I have recently hooked up multiple object selection using the selection buffer. Since in OpenGL 3.0 the selection buffer is deprecated, I was looking into how I could perform multiple object selection using OpenGL 3.0. Several people have mentioned occlusion queries as a possible solution. Since OpenTK support for OpenGL 3.0 is not ready, I used the NVidia extension. Has anyone played with this or has any insight?

uint query;
GL.NV.GenOcclusionQueries(1, out query);
GL.NV.BeginOcclusionQuery(query);
Render();
GL.NV.EndOcclusionQuery();
GL.Flush();
int pixelCount;
GL.NV.GetOcclusionQuery(query, All.QueryResult, out pixelCount);
bool visible = pixelCount > 0;
GL.DeleteQueries(1, ref query);

There is stuff being rendered to the screen, but pixel count is always 0. Quadro FX 550 with the latest NVidia Drivers on Windows XP.


Comments

Comment viewing options

Select your preferred way to display the comments and click "Save settings" to activate your changes.
Inertia's picture

According to the spec you linked you cannot get they QueryResult until QueryResultAvailable returns true. I.e.

// begin&end query
int result;
do {
  Wait();
  GL.NV.GetOcclusionQuery( query, All.QueryResultAvailableNv, out result );
} while ( result == 0 );
// get QueryResult

You might want to read this to get a real-use example of occlusion query, the delay between the query and the result being available is so big that they're doing the query in Frame 1 and evaluate the result in Frame 2.

JTalton's picture

Thanks for the pointer. It's working now. It returns 0 in the debugger, but non zero if the window gets focus again. It may be a GLContext thing. Not sure. I added the check you show above, but it works fine with or without it.

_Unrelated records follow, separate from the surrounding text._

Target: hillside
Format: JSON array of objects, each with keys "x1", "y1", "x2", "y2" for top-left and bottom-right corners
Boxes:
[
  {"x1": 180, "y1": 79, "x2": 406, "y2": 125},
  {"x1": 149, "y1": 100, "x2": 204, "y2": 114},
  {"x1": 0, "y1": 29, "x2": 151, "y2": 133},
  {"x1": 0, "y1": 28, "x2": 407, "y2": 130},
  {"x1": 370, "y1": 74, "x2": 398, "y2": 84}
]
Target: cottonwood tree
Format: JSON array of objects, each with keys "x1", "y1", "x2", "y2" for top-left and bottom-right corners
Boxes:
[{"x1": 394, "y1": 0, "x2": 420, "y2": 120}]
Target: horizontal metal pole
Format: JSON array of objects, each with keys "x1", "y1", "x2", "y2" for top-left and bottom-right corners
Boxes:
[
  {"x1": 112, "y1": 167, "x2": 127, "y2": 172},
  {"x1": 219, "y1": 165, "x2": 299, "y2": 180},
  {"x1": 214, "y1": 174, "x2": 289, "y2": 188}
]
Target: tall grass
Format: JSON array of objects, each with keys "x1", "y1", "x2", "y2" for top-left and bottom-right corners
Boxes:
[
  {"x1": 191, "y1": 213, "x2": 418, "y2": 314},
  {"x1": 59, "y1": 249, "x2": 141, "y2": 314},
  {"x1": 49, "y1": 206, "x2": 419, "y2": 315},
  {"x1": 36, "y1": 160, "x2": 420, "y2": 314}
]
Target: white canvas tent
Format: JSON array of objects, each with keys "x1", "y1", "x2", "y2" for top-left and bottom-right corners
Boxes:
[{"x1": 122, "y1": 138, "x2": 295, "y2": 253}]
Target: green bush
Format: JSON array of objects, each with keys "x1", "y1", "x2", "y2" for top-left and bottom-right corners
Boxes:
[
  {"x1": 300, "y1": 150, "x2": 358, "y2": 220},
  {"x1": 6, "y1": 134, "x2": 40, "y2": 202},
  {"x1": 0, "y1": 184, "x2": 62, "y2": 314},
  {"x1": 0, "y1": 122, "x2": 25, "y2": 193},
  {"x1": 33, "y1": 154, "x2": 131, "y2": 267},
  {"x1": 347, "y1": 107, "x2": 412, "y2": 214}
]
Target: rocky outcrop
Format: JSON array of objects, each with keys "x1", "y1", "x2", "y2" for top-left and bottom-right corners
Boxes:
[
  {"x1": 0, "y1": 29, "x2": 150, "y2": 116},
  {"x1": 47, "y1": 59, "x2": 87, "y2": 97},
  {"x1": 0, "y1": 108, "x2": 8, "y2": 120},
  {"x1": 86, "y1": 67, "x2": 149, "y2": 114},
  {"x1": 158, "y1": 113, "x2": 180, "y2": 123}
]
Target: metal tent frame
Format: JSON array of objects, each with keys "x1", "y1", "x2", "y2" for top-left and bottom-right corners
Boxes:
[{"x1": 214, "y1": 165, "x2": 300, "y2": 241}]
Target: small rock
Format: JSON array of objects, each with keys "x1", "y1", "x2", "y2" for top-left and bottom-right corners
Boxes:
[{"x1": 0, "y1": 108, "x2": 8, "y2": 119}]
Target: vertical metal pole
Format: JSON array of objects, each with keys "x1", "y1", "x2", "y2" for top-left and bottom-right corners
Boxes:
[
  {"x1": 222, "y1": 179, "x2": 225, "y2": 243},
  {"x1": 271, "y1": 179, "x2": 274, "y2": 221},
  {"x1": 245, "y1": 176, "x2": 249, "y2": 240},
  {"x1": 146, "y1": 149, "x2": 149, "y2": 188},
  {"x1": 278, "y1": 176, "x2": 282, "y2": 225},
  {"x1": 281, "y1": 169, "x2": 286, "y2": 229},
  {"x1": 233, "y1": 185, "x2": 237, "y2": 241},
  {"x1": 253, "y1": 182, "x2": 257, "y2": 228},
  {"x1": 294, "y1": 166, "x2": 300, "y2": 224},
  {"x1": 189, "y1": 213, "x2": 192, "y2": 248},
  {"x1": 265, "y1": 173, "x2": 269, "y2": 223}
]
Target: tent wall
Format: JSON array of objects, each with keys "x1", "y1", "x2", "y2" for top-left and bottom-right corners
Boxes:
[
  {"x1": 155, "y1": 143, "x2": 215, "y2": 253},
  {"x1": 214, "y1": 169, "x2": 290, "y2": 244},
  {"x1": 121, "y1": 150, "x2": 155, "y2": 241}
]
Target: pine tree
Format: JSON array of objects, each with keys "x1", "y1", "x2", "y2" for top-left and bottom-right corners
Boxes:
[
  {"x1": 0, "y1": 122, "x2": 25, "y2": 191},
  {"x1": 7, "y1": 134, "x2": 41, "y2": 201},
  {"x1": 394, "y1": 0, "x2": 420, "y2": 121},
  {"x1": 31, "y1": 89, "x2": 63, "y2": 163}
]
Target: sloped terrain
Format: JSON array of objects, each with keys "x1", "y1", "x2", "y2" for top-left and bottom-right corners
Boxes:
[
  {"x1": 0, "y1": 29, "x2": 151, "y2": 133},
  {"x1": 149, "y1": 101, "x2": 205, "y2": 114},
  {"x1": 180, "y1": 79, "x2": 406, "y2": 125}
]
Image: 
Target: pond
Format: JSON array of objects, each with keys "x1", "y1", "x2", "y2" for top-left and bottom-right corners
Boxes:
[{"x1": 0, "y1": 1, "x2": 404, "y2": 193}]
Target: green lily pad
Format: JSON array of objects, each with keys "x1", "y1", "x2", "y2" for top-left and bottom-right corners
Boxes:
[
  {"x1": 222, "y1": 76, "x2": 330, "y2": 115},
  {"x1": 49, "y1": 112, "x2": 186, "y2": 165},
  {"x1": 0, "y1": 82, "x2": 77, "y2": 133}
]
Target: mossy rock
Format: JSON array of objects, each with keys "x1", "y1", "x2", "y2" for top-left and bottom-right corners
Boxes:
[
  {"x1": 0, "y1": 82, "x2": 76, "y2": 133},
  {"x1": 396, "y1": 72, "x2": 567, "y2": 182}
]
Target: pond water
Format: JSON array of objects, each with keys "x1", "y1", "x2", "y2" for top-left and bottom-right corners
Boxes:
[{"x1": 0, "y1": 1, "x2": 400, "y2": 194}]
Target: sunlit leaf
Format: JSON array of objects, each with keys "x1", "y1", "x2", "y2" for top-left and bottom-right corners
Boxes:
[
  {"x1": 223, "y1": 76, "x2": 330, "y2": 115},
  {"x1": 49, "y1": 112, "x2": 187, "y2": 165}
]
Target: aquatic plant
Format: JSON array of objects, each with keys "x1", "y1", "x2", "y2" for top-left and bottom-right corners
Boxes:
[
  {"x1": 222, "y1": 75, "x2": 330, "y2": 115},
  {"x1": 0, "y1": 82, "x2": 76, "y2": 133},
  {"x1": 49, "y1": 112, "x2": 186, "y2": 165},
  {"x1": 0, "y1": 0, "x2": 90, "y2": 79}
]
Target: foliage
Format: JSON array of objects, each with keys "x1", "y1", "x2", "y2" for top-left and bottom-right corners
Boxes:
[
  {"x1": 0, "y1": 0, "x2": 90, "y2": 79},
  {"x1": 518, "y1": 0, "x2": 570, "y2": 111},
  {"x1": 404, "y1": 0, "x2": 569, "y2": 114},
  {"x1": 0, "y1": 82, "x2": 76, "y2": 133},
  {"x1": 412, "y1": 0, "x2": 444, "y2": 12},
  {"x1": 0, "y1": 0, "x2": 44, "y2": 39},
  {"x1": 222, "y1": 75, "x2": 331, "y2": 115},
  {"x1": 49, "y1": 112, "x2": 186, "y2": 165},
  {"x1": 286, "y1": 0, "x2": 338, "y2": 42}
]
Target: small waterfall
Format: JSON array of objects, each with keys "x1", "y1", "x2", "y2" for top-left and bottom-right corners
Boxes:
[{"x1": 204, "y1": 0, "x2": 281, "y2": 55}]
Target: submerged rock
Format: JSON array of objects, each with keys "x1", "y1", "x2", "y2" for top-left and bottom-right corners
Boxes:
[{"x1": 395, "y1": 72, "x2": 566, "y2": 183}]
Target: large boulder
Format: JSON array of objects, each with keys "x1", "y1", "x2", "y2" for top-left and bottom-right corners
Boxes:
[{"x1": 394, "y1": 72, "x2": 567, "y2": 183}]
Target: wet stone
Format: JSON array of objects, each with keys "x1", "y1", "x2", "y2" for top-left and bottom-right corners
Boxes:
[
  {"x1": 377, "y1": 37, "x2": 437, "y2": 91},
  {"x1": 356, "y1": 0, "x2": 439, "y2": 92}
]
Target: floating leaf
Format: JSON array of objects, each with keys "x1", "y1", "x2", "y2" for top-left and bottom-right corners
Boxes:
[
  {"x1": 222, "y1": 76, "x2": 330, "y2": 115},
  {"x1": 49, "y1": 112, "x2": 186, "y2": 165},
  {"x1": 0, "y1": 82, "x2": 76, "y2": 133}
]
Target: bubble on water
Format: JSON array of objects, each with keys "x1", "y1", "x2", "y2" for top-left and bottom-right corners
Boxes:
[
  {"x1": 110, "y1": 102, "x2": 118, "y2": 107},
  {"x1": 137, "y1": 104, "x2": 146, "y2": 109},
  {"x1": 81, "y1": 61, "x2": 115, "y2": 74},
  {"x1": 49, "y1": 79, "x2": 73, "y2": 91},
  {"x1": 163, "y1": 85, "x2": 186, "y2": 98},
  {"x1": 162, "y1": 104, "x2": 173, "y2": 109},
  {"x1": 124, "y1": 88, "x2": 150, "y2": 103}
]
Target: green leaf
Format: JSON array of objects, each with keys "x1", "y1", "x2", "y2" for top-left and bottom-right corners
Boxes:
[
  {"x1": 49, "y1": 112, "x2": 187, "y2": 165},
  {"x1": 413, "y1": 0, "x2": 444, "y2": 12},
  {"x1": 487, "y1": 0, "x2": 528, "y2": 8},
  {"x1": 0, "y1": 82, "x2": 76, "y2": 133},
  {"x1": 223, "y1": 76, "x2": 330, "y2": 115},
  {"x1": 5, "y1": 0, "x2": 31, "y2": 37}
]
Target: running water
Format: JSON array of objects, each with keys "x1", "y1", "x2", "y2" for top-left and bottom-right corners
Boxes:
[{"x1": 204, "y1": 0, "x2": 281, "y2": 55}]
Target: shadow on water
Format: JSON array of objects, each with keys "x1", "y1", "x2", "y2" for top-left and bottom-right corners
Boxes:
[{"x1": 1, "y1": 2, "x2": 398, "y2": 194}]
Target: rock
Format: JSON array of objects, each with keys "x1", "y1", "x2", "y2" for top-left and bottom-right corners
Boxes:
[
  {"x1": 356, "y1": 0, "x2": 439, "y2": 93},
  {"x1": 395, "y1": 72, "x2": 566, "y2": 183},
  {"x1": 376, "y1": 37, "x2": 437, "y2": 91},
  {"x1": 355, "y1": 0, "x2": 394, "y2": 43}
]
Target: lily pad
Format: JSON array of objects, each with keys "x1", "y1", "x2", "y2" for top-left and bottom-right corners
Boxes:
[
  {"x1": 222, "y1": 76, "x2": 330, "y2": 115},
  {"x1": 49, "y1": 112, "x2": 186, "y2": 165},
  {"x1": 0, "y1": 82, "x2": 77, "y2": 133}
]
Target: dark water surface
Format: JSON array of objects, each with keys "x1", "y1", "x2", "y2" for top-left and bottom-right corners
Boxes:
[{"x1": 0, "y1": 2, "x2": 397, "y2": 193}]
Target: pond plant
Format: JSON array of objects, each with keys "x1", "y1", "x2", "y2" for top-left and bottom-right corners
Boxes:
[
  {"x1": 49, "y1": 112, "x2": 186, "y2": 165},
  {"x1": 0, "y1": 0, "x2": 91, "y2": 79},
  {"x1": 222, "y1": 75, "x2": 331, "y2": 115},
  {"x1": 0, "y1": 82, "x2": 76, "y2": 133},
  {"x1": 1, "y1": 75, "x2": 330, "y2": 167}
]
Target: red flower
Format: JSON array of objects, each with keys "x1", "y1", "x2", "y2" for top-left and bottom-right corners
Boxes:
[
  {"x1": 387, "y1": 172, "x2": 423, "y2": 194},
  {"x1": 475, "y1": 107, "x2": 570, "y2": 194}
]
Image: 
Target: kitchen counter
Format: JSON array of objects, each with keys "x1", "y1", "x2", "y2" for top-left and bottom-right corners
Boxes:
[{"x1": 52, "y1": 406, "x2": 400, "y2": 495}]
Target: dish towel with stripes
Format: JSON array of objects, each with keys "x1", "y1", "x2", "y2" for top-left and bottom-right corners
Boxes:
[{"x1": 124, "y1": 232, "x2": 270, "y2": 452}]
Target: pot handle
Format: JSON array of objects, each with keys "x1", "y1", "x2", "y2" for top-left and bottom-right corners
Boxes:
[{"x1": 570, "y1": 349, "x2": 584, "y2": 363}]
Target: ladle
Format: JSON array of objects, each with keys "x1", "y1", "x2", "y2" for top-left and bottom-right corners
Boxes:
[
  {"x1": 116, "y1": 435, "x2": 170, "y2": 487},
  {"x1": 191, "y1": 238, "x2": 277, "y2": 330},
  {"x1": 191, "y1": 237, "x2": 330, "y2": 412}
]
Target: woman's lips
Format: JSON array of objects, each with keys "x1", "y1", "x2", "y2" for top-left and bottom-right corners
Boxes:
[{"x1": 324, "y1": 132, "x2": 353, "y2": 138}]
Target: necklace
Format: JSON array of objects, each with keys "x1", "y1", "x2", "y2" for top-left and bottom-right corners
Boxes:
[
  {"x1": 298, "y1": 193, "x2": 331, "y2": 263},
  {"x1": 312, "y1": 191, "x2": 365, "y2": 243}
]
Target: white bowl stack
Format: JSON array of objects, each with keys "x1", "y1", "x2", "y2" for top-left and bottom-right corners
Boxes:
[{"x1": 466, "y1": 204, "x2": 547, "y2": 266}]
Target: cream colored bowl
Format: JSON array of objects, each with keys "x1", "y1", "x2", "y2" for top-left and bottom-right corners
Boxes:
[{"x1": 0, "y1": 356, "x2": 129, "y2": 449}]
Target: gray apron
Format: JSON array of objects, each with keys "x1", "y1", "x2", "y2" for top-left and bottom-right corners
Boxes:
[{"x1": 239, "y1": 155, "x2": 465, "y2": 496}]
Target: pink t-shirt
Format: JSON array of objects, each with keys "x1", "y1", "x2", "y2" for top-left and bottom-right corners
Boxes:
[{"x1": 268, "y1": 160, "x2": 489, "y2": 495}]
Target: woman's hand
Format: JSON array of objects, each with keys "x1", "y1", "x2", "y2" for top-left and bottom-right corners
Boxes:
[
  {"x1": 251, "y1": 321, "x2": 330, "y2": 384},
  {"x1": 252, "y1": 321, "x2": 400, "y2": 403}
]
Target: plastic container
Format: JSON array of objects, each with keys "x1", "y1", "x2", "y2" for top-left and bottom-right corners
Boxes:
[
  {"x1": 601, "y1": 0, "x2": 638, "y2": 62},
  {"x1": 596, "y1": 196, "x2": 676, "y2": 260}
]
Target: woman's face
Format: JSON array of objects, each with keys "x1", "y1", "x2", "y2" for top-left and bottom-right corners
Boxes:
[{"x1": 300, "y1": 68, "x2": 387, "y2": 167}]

As for the delay, I have a thread manager that processes CPU and GPU tasks. So I push a GPU task to do the queries that when it executes pushes another task to handle the query results. I do this across multiple objects, so all the objects will put in their queries and then the query results are all handled after all queries are started. Plus the query results will affect frame buffers that need to be updated spreading the process out even further. It should be quite efficient.

JTalton's picture

As for the results... the selection buffer is a ton faster than doing occlusion queries on my 8800GT.

Inertia's picture

Performance should be pretty good, did you disable texturing, lighting etc. and set color- and depthmasks to false for the query? I haven't used the extension, but my understanding of the spec is that you cannot rely on the output of QueryResult before QueryResultAvailable is true and that you should disable pretty much everything besides depth testing and backface culling. (It only tells you how fragments passed the tests - but does not draw anything - so all drawing related stuff can be turned off.)

JTalton's picture

I'm only drawing about 40 points (40 queries). No texturing or lighting, with depth and color masks turned off. The selection buffer is almost instantaneous. I can see the slow performance of the occlusion query as I select points. I have the two code paths separated and will keep the occlusion path as a user setting. In the OpenTK examples it would be nice to have an example using selection buffer, occlusion queries, and the single object color selection method, and have performance comparison of each. Of course since the occlusion queries are asynchronous, the implementation will affect performance. Maybe I missed something that affects performance in my implementation. I'll have to double check.